I think Erlang/Elixir fits great as control plane or service-to-service messaging layer for distributing services built with flow-based programming

Just back from a one day visit to Erlang User Conference. I find the Erlang virtual machine fascinating. And with the new Elixir language built on top of it to fix some of the pain points with Erlang the language, the eco-system has got even more interesting.
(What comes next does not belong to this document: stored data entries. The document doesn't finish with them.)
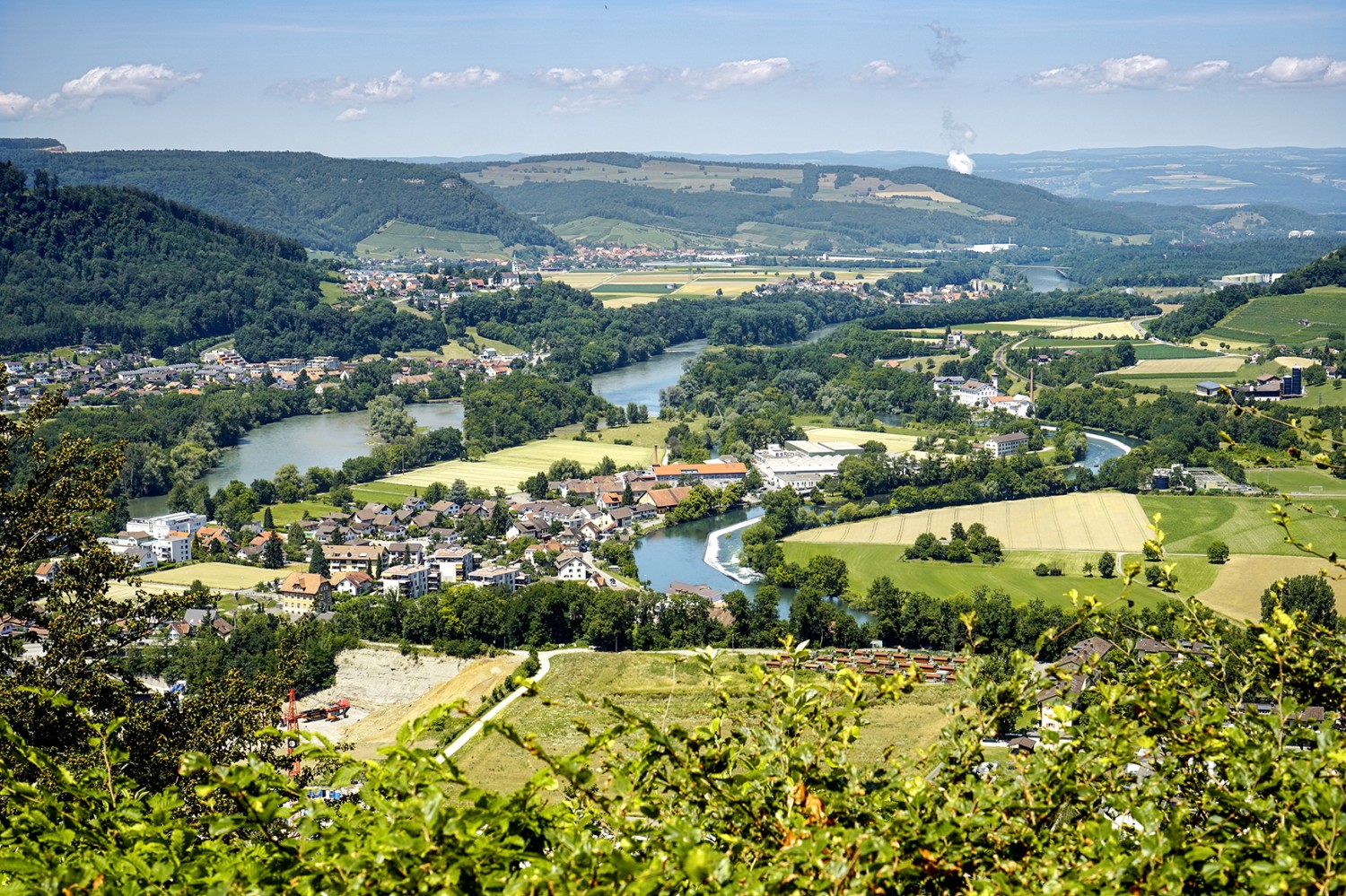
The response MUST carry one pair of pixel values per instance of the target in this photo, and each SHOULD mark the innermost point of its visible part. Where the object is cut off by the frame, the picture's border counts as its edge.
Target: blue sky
(454, 78)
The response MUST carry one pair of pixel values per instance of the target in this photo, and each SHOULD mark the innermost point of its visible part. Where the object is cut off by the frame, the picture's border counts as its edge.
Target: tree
(389, 419)
(1311, 595)
(1217, 552)
(318, 561)
(272, 553)
(64, 699)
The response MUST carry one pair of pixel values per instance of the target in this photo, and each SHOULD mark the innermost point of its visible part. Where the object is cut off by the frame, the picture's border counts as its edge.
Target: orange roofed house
(306, 594)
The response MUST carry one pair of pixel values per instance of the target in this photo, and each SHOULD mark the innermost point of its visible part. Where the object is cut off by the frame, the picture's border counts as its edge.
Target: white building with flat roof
(162, 525)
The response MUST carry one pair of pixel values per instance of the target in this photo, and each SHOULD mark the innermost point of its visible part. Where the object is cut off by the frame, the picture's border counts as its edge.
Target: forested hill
(325, 204)
(123, 265)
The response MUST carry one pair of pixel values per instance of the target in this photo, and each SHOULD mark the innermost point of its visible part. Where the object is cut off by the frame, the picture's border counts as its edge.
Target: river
(642, 382)
(1047, 279)
(311, 440)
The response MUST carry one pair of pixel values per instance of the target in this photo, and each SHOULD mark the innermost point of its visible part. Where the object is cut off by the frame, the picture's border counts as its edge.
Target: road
(476, 728)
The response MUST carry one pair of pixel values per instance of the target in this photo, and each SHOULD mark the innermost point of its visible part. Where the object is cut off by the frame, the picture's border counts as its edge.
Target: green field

What I find exciting about Erlang/Elixir and its virtual machine, is its ability to utilize multiple CPU:s on computers, and doing this across multiple computers, in what is commonly referred to as "distributed computing". Flow-based programming example. Image from http://jpaulmorrison.com/fbp/examples.htmlBut then, Flow-based programming (FBP) are often pitched for basically the same purposes: good at running things in parallel in general. So, how do these two paradigms compare?

Flow-based programming and Erlang/Elixir seems like a great fit?

It is hard not to think that the flow-based programming paradigm, with its multiple "black box" processes talking to each other over channels and the Erlang message-passing model of highly isolated processes sending messages to the mail boxes of other processes, would have a lot of overlap in functionality. One would think the architecture of one of the systems should be easy enough to implement in the other system. There is actually at least one such project trying to implement FBP in Elixir, by Peter C Marks, the elixirfbp project (worth checking out!).

Looking closer, it turns out there are a number of challenges though. E.g. back-pressure is not as easily supported implicitly in Erlang/Elixir as in FBP languages where the bounded-buffer channels provide implicit back-pressure by blocking the sends on the out-port they are connected to when the buffer is full. And, implementing something like the channels with bounded buffers of FBP in Elixir would require another process for the channel, which would mean another copying step, which is bad for performance.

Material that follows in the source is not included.